Somit erhebt sich die Frage der Strafbarkeit. Das ist jetzt wieder Aufgabe von Rechtswissenschaft und der Legislative, hier genaue Richtlinien zu schaffen, damit Ärzte, die in den Grenzen der Verhältnismäßigkeit entschieden haben, keine Strafverfolgung befürchten müssen, gleichzeitig aber einer willkürlichen Selektierung vorgebeugt wird.

Das Wort „Selektierung“ habe ich wegen seiner historischen Bedeutung absichtlich gewählt.

 

Corona. Das Silberfischchen

Wer behauptet, er langweile sich nicht, der lügt.

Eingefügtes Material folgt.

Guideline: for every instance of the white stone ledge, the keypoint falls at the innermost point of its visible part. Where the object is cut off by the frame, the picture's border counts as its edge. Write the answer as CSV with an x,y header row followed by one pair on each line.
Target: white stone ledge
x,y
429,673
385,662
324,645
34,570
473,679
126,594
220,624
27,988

Man kann sich noch so viel vornehmen, irgendwann fällt jedem bei dieser Ausgangssperre die Decke auf den Kopf und es wird dann schwer, sich auszudenken, was gegen die Langeweile zu tun sei.

Meine Frau ist da besser aufgestellt als ich, denn sie ist Schweizerin, und als solche fällt ihr beim geringsten Betätigungsdefizit sofort fas Folgende ein:

MUSCH BUTZE!

Wer das nicht glaubt, der muss nur einmal die Staatsgrenze zwischen „la douce France“ und Helvetien kreuzen: Gestrichene Fensterläden, gepflegte Gärten, fleckenlose LKWs, ja sogar der Doubs scheint dort, wo er die Grenze bildet, auf der CH Seite in geordneteren Bahnen zu verlaufen.

Als ich einmal in Zürich aus dem Flieger stieg, sagte eine Mamá zu ihrem Kind im Zubringerbus: „Now we are in Switzerland. Everything is very tidy here.“

Nach dieser Einordnung komme ich auf meine häusliche Situation zurück, die mich mit Sorge erfüllt: Meine Frau hat mit dem Frühjahrsputz begonnen und droht, sollte die Ausgangssperre nicht bald aufgehoben werden, hinten wieder anzufangen, wenn sie vorn fertig ist.

Das könnte mir an sich egal sein, ist es aber nicht, weil ich befürchte, sie könne auf die Idee kommen, meine Hilfe einzufordern. A priori ist das durchaus legitim und ich füge mich dem auch nur mit leisem Murren. Dies ist allerdings nicht dem Umstand geschuldet, dass ich etwa nicht helfen wollte, sondern der Gewissheit, dass es zum Streit kommen wird.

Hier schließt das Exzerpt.